Worse still, these kids can start to engage in destructive behaviors that can harm their health. Some young adults may begin to abuse drugs, and others will start smoking.
It’s important to understand your child’s reaction to the divorce in order to help them cope with the news in a constructive way.
Kids May Experience Mental Health Problems
College-age kids whose parents go through divorce are at a higher risk of developing mental health problems.
Anxiety and depression can result in the child’s inability to sleep well at night. This problem can lead to poor overall physical health if it persists for a long time.
Children May Perform Poorly in Academics
Divorce brings sudden changes to the family that can distract college-age children. It’s not out of place to see kids losing focus in their schoolwork and performing poorly.
Pay attention to your child’s performance in school to recognize any academic problems that may arise as a result of the divorce.
What You Can Do for Your College-Age Child During a Divorce
You can minimize the above negative consequences by following these suggestions:
- Avoid divorce litigation (if possible). It’s usually best to negotiate a divorce agreement using a collaborative divorce. Doing so will bring about an amicable divorce and result in less negative impact on your kids.
- Address your college-age kid’s needs. Be sure to address the immediate needs of your adult child with your divorce attorney. The marital settlement agreement should cover the child’s health insurance, college tuition, and other needs until they become financially independent.
What are the Most Important Things About Telling Kids About a Divorce?
The most important message should always be that you still love them and that this isn’t their fault.
Then the next most important thing is for the parents to have a united front in front of the kids. Obviously, there are issues or you wouldn’t be divorcing. But this difficult time will only get harder and lead to a lot of negative feelings if you are constantly fighting and throwing each other under the bus in front of your kids.
Next, make sure to take the time to listen.

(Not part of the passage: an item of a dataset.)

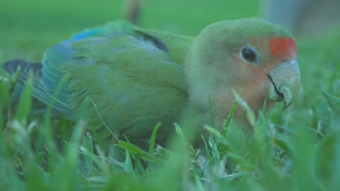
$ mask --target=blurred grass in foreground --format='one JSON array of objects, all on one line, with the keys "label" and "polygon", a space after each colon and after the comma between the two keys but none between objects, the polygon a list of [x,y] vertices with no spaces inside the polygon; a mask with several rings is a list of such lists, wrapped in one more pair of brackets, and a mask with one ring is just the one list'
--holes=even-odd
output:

Kids of any age will have a lot of questions. While you will want to give an age-appropriate answer, it’s crucial that you do answer every question honestly and openly.
Obviously, since you’re reading this, you have at least 1 child in college. But if you also have young children, or if they have younger siblings in high school, it may be better to have separate conversations.
That way your message, while still similar, can be based on the age group.
After all, a college-aged kid is old enough to hear that one of their parents had an affair. Young children are not quite ready for that news yet.
But ultimately, the message should be focused on them and that you still love them, and that the parental divorce isn’t their fault. Every other message should come second to that.
Will a Family Therapist Help?
In some ways, it might not seem like the impact of divorce would be substantial on adult children of divorce.
In reality, since we know the brain isn’t fully developed until age 25 (source), children of any age under that can, in fact, benefit from working with a therapist.
After all, LOTS of things about the world they took for granted are changing:
- Family traditions
- The home environment
- Family dynamics
- Child custody if they have younger siblings
So don’t overlook or underestimate the value of the whole family seeing a therapist together.
They can help everyone better understand and navigate their own emotions and the divorce process. But they can also help mediate when the conversations get tough (and they will).
Ultimately, the right therapist can help everyone, including both parents, walk away in a positive way.
Divorces can take a heavy toll on children. For this reason, it’s essential to help kids successfully work through such a transition in the most constructive way possible.
Be honest with your children and acknowledge that your decision will disrupt their world. Most importantly, leave your college-age kids with a positive message about marriage and the family unit.